Lehigh University
Lehigh University


"Lehigh-NASA symposium" set for April 12, 14

The undergraduate engineering students who are analyzing debris from the Columbia space shuttle will present their findings to NASA officials and hear a presentation by a NASA astronaut at a two-day "Lehigh University-NASA Symposium" in April.

The 15 seniors in the materials science and engineering department's failure-analysis class will meet with NASA officials in Sinclair Auditorium from 1 to 5 p.m. on Tuesday, April 12, and Thursday, April 14. The events on April 12 are closed to the public; those on April 14 are open.

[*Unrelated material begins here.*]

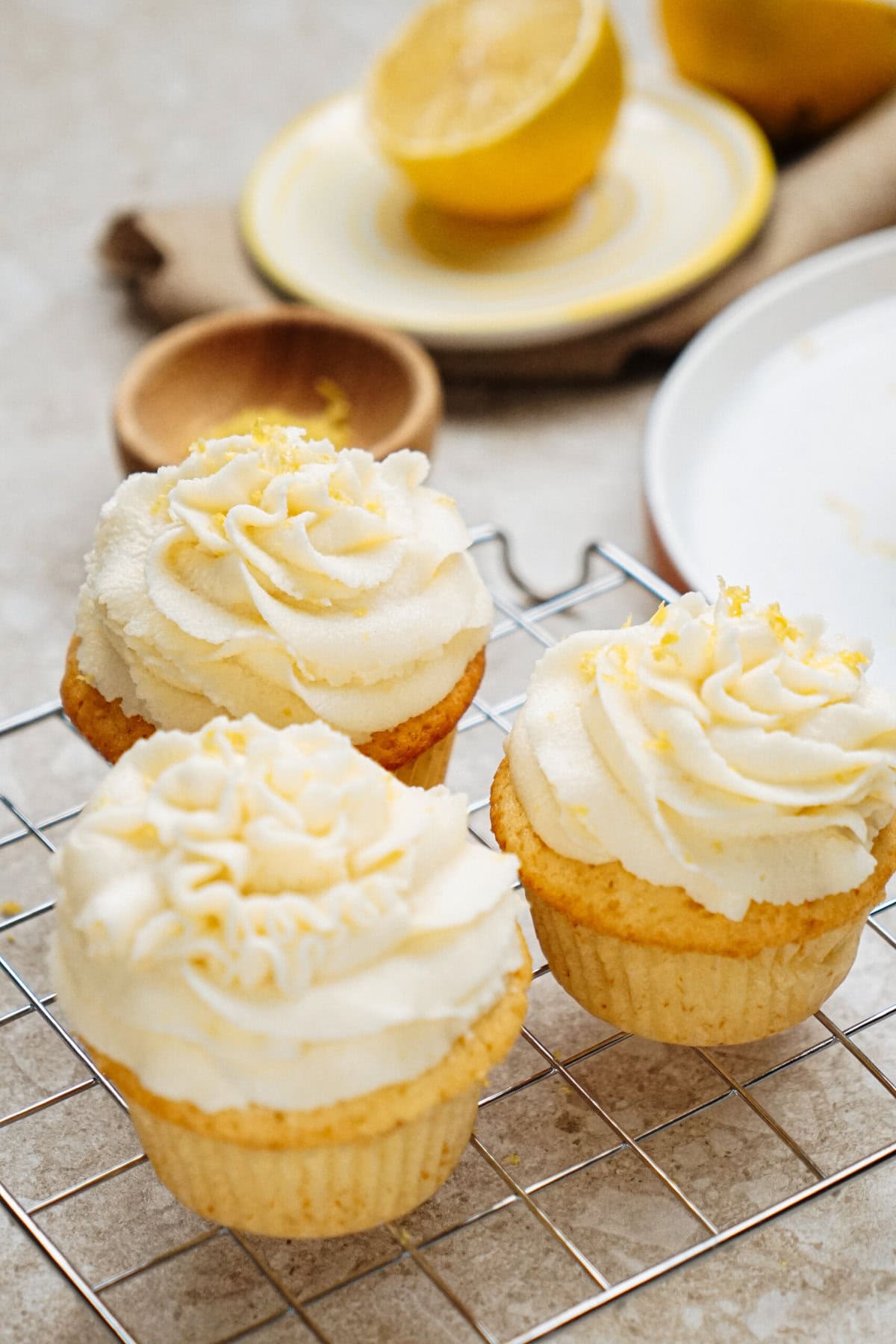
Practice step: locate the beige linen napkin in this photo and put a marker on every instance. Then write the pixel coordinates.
(187, 260)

Col. Pam Melroy, an astronaut who has piloted space shuttle flights, will give a talk titled "Human Spaceflight - Shuttle, Space Station and Beyond" at 4 p.m. on April 14.

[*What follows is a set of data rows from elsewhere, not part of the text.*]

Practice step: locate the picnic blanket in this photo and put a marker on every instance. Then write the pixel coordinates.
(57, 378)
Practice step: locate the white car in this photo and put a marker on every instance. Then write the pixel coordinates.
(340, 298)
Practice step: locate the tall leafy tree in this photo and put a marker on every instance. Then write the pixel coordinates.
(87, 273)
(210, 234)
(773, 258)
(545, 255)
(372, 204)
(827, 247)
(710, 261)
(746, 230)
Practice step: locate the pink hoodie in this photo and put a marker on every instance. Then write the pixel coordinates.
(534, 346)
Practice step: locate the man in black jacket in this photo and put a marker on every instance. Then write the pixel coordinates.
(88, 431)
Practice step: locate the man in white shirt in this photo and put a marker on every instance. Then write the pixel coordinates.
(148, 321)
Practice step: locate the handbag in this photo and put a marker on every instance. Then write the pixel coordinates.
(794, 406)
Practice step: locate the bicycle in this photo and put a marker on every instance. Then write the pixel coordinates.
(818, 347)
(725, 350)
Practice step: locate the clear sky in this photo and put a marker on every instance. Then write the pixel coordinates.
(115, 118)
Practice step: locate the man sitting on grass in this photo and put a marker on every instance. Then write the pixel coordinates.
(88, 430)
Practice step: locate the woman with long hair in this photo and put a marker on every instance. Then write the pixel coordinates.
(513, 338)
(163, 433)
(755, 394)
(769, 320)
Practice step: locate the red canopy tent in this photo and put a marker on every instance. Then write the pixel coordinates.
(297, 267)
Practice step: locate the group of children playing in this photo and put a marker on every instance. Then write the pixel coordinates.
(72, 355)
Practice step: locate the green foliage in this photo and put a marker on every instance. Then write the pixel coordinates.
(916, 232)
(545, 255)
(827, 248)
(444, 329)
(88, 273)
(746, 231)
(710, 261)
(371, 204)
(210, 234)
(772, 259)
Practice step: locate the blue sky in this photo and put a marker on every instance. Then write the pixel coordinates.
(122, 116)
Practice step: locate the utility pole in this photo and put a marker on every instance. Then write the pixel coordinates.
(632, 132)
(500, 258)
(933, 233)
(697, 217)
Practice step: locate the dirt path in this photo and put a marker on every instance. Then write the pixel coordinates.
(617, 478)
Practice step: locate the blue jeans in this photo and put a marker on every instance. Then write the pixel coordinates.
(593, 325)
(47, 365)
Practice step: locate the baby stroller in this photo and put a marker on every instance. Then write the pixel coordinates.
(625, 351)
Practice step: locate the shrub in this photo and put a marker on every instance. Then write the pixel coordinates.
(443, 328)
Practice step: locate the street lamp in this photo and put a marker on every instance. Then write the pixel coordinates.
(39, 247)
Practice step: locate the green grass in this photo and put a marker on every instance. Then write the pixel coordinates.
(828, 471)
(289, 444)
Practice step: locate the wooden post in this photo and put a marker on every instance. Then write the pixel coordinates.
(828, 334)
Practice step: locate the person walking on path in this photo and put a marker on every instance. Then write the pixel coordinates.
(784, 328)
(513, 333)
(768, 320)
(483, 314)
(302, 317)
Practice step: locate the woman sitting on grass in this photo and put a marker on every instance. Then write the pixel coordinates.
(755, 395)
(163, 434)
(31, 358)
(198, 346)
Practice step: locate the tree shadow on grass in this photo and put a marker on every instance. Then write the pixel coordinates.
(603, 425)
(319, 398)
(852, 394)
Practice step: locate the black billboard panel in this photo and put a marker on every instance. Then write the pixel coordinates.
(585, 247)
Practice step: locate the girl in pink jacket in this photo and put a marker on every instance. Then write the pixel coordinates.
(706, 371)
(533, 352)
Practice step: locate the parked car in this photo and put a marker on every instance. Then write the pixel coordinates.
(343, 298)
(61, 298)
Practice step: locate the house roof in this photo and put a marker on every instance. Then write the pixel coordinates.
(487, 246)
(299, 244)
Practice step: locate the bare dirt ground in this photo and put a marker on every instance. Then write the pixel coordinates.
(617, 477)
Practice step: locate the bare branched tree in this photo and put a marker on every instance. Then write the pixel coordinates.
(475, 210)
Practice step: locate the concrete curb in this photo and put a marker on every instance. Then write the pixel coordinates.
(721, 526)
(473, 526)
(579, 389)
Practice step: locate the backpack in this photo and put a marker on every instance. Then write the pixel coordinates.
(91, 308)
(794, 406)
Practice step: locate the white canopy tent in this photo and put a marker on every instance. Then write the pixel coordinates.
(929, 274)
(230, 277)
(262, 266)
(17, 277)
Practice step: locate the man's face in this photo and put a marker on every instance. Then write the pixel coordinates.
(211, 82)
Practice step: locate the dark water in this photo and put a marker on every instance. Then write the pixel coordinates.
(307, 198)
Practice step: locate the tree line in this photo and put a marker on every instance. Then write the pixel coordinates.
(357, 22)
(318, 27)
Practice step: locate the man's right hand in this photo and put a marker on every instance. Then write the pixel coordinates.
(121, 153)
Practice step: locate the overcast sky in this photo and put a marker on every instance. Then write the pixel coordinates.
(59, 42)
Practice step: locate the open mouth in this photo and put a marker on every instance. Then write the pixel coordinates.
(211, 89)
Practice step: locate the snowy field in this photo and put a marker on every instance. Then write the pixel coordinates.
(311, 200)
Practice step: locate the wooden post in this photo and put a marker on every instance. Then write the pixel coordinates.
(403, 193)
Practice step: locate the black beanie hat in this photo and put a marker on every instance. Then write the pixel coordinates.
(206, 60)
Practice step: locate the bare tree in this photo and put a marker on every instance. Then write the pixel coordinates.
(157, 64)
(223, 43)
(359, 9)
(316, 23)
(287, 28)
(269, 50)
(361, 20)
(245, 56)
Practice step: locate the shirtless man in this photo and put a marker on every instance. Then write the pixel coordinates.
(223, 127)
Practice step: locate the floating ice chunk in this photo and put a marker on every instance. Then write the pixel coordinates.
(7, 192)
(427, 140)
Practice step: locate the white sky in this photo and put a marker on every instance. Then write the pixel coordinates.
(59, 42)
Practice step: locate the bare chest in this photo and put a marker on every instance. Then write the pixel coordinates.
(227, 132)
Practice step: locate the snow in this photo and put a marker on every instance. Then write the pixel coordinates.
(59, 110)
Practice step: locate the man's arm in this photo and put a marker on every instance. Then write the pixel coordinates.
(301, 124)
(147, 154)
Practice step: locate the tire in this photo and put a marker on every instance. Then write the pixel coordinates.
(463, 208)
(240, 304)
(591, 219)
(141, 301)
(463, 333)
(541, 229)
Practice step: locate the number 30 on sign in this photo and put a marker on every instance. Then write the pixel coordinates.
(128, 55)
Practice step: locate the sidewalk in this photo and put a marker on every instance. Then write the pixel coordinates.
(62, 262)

On April 12, Rick Russell of NASA's Orbiter Project Support Office will discuss "Materials and Process Engineering's Role in the Reconstruction and Failure Analysis of the Space Shuttle Columbia."

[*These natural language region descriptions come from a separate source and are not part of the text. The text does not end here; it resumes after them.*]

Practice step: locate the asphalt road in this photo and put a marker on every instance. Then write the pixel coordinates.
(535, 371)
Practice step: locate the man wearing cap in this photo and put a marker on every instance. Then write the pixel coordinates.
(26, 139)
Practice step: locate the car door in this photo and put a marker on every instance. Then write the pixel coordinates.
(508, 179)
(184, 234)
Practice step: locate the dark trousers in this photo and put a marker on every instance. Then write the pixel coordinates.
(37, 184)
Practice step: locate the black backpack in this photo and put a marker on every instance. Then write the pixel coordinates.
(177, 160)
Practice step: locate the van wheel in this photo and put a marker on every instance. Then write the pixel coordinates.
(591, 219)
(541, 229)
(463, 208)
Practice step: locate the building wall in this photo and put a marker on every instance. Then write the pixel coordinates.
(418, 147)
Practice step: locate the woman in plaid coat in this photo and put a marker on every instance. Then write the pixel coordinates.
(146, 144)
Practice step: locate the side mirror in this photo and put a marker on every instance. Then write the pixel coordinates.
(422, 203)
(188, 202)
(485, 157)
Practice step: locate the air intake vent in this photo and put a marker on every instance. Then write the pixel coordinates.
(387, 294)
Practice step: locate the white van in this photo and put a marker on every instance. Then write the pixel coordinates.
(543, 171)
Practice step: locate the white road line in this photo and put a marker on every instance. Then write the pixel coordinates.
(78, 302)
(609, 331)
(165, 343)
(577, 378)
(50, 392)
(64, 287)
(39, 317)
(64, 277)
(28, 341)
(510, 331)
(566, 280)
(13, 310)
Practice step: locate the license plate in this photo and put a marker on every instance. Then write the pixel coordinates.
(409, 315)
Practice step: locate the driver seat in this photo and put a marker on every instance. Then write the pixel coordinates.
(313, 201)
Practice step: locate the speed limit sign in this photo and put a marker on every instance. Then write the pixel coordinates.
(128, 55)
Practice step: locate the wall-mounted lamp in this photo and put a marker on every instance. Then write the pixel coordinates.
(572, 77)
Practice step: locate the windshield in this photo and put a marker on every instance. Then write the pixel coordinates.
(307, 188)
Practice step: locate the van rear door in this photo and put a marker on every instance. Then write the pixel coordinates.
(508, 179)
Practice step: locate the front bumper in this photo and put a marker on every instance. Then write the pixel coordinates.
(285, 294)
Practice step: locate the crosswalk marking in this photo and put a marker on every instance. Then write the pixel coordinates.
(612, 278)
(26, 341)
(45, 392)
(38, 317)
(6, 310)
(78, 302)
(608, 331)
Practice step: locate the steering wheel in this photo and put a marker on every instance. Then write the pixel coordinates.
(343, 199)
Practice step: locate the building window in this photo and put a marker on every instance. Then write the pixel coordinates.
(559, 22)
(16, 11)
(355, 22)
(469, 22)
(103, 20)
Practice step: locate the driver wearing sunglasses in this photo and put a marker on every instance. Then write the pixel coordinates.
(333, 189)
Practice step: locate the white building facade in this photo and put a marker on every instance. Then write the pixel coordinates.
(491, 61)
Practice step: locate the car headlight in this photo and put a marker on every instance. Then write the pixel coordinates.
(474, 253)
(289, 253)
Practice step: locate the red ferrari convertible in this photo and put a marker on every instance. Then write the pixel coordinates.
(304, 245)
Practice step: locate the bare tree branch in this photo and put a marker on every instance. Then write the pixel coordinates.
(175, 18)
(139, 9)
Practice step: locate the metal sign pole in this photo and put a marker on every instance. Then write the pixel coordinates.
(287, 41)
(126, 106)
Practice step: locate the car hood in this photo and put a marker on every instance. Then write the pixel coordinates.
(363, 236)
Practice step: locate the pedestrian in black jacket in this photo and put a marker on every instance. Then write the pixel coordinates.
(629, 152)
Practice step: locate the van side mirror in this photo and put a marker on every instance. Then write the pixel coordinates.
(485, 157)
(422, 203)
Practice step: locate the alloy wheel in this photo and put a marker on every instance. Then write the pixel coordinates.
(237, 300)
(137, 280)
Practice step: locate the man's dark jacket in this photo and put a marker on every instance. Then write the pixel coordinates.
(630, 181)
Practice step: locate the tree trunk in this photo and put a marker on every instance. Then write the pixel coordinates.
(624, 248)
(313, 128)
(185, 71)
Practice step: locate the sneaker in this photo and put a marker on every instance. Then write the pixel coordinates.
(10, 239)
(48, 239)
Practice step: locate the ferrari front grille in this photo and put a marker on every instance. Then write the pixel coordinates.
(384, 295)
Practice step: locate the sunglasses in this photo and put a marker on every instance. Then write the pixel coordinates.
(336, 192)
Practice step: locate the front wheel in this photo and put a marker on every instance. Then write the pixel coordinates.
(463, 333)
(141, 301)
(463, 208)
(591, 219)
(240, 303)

Jon Cowart of the Orbiter Project Support Office will discuss "Space Shuttle Processing at NASA's Kennedy Space Center" on April 14 at 1:10 p.m. Scott Thurston of the Kennedy Space Center will discuss the "Columbia Preservation Project" at 1:35 p.m. on April 14.

The failure-analysis class, one of the few university courses of its kind offered in the U.S., is taught by Arnold Marder, the R.D. Stout Distinguished Professor of materials science and engineering. Marder served as an adviser to the Kennedy Space Center during a sabbatical in 2004.

The class is also taught by Ryan Deacon, a Ph.D. candidate in materials science and engineering, who will give a talk on "The Columbia Failure Analysis Debris Program at Lehigh" at 2 p.m. on April 14.

The students' presentations will run from 2 to 4 p.m. on April 12 and from 2:30 to 4 p.m. on April 14.

The Columbia space shuttle exploded over the southern U.S. on Feb. 1, 2003, when it was re-entering the atmosphere on its return to Earth. All seven astronauts aboard were killed.

More than 83,000 pieces of the shuttle were recovered by U.S. Forest Service employees and volunteers walking in the woods of Texas and Louisiana. The pieces were catalogued and sealed in plastic bags by NASA workers. NASA has sent 50 pieces to Lehigh to be analyzed.

The students in Marder's class are each analyzing one piece of debris, using light and electron microscopy.

NASA has determined that the explosion that destroyed the Columbia was caused when a piece of insulating foam spalled, or broke away from the fuel tank during launch and struck the shuttle's wing panel. The impact damaged the panel's thermal protection system, exposing the panel to deadly heat when the shuttle re-entered the Earth's atmosphere.

Lehigh is the first university NASA has asked to analyze debris from the Columbia.